Во всяком случае, я стал курильщиком, когда молодой человек с моим именем счел, что ему пора закурить. Моим любимым сортом табака был «Шварцер Краузер»; этот табак мелкой резки хорошо подходил для самокруток. Фабричные сигареты вроде «Рот-Хэндле» или «Ревал» были мне не по карману.
Я курил так, будто научился этому сызмальства. При этом нельзя сказать, что наркозависимым сделал меня какой-нибудь жизненный кризис. Не заставляли меня тянуться к никотину ни любовные неурядицы, ни мучительные сомнения мировоззренческого характера. Наверное, жаркие споры с их плещущимся на поверхности мнимым глубокомыслием побудили меня к курению — по крайней мере, вызвали желание приобщиться к компании курильщиков, чтобы орудовать, словно один из них, табаком и папиросной бумагой; видимо, именно эта причина сделала меня зависимым от никотина, а попросту говоря, заядлым курильщиком.
«Шварцер Краузер» продавался в пакетиках, снаружи синих, изнутри серебряных; левша носил такой пакетик всегда при себе, в соответствующем брючном кармане. Как сворачивать самокрутки, я подсмотрел у старослужащих солдат и шахтеров, поэтому юный сцепщик мог без труда заготовить своему машинисту электровоза полдюжины самокруток про запас.
В середине семидесятых я, опасаясь никотиновой гангрены, перешел на трубку; тогда же под названием «Самокрутка» появилась моя прощальная эпитафия долголетней привычке: «При сворачивании следует категорически отказаться от табачных крошек, которые не желают тебе подчиняться.

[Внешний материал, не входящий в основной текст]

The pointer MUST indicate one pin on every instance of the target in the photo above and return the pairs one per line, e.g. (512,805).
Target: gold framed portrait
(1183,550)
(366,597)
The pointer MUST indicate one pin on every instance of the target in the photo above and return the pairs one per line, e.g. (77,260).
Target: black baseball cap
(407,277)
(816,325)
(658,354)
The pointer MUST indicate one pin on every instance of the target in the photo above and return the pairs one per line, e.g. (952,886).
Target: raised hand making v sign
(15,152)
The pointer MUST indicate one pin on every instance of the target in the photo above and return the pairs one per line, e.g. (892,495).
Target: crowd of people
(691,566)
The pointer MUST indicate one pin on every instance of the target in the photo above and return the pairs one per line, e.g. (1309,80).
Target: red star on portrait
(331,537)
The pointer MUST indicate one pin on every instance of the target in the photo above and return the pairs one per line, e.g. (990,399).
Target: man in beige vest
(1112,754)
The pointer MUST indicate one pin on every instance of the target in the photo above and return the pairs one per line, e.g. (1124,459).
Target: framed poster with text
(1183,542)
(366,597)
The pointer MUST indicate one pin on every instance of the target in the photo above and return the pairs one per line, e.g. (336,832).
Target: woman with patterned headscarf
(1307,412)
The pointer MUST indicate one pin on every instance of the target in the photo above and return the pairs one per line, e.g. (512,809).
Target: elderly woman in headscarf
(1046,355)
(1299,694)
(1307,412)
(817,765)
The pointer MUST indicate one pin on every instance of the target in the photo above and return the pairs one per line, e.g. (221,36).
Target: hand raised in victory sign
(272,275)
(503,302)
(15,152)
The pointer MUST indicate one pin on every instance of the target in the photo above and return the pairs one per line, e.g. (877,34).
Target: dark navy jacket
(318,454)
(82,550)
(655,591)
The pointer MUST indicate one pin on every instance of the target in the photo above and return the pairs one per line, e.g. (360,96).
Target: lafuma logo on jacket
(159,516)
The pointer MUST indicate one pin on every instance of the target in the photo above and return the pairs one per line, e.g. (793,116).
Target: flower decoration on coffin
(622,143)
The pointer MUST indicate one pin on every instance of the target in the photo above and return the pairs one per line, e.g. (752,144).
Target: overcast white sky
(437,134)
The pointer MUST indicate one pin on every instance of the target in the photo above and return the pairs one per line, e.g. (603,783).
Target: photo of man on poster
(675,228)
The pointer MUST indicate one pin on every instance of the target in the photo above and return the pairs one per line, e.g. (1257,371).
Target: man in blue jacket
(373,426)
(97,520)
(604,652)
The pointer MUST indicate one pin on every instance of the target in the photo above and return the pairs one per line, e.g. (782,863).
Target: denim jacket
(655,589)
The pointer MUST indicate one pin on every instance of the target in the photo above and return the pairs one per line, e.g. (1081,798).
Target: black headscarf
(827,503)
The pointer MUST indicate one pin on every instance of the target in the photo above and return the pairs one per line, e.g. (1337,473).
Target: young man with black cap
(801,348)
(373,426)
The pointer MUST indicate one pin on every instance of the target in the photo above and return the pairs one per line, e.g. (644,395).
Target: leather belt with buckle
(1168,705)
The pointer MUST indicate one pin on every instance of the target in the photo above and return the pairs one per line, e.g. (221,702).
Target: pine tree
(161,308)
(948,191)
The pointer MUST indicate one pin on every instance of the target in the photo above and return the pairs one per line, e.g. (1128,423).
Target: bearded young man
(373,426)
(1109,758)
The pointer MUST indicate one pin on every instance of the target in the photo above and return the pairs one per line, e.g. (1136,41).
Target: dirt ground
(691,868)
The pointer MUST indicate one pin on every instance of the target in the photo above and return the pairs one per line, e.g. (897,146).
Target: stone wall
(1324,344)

Лишь уложив табак в треть обращенного к животу листочка папиросной бумаги, таковой плотно скручивается, после чего ее гуммированный край, который придерживается указательным пальцем, без спешки, обстоятельно, с чувством увлажняется языком…»

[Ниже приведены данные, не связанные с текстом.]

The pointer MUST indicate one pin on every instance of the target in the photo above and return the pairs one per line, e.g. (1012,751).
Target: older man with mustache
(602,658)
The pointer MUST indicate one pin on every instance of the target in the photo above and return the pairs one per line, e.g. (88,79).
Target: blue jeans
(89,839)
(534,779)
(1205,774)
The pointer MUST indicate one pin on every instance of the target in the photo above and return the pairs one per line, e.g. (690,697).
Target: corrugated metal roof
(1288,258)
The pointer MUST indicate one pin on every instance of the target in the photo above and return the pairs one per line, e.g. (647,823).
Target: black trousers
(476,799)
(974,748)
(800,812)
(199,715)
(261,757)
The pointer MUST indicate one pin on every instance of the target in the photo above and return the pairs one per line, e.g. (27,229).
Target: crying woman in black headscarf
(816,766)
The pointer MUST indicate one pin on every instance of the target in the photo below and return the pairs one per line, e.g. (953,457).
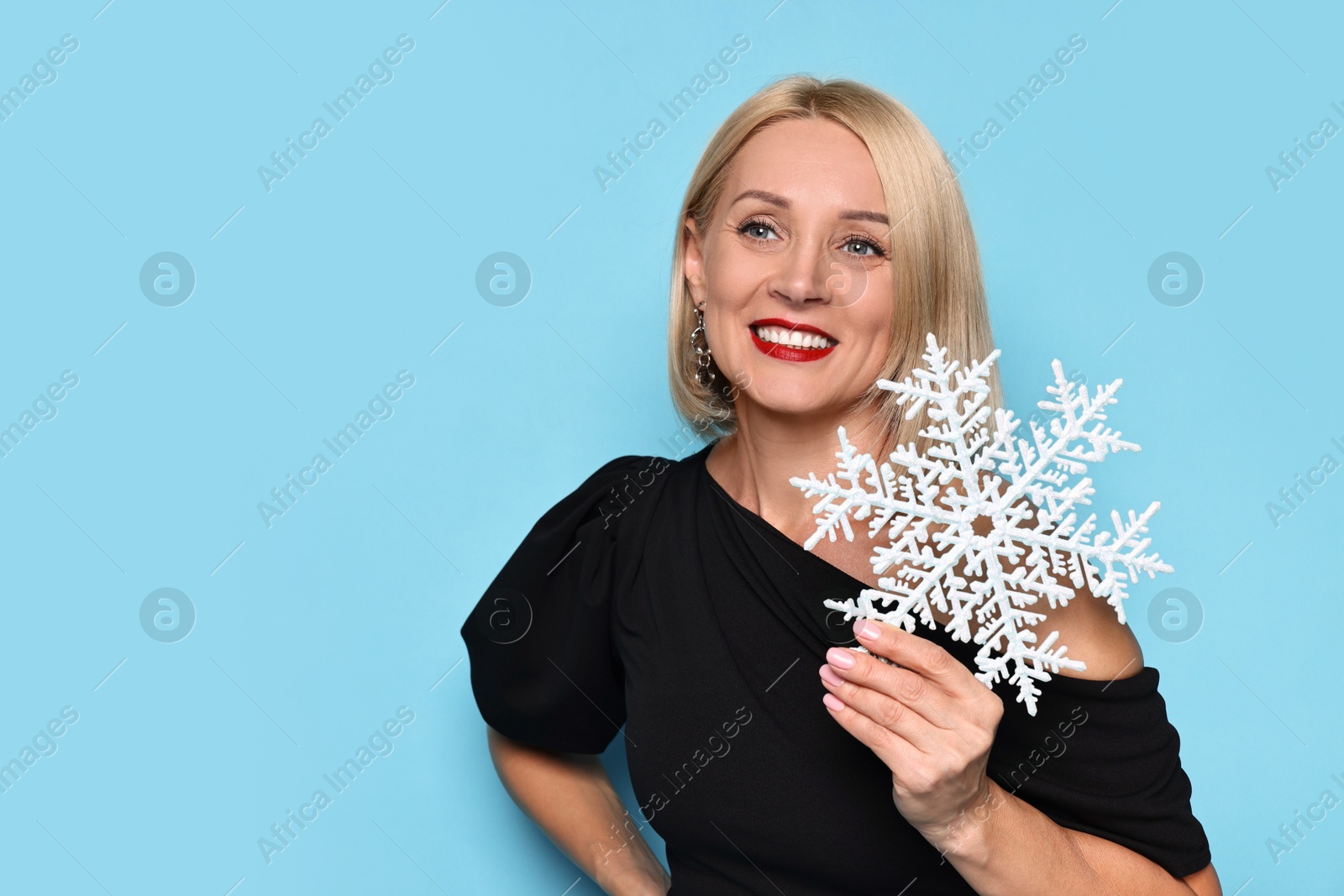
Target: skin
(793,249)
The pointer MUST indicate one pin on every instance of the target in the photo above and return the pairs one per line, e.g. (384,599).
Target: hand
(931,720)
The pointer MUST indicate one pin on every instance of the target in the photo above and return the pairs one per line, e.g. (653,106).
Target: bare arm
(1018,849)
(571,799)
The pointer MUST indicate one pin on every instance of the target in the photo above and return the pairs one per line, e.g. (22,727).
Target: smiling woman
(823,234)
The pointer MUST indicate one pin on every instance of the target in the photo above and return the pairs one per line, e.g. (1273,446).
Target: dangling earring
(703,375)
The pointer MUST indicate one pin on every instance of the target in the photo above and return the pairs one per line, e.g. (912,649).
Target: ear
(692,259)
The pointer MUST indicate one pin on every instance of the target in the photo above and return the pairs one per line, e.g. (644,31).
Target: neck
(756,463)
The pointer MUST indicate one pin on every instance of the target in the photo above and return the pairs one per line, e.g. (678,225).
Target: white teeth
(796,338)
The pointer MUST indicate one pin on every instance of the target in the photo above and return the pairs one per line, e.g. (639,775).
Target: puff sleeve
(543,668)
(1102,758)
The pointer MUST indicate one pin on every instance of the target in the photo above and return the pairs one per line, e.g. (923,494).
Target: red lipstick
(790,352)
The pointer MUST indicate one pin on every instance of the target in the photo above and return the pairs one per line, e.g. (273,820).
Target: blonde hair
(937,278)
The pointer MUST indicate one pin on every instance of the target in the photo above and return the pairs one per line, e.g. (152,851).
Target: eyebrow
(774,199)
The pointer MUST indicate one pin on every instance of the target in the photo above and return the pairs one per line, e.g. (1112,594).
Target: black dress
(648,598)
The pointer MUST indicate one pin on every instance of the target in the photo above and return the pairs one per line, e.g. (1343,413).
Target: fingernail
(840,658)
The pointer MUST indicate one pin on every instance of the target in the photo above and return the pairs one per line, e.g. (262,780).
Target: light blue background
(363,259)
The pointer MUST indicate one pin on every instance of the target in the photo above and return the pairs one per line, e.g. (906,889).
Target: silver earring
(703,375)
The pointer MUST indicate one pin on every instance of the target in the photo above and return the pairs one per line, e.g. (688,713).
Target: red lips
(790,352)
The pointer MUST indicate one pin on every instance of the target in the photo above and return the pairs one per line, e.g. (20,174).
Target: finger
(887,712)
(905,685)
(917,653)
(890,747)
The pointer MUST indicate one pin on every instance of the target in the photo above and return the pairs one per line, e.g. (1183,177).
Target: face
(795,270)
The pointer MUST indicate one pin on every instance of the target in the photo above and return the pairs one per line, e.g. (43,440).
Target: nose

В моей эпитафии я воздал хвалу «продаваемой в Голландии папиросной бумаге, не гуммированной, но клейкой», а под конец отметил особое достоинство самокруток, ибо «каждый окурок скручен по-своему, но всегда нервически, поэтому моя пепельница ежедневно свидетельствует о том, насколько прогрессирует мой творческий кризис».
Если на нынешний взгляд подразделить мою биографию на три периода — некурильщик, курильщик самокруток и курильщик трубок, — то можно сказать, что некурильщик, каким я был в годы войны и ранние послевоенные годы, находился в наиболее выгодном положении, так как мог продать свой сигаретный паек, а позднее табачные талоны — порой на черном рынке за одну сигарету давали сырое яйцо, — а выгода курильщика состояла разве лишь в мимолетном удовольствии от затяжек дымом: порок, от которого я не могу избавиться до сих пор.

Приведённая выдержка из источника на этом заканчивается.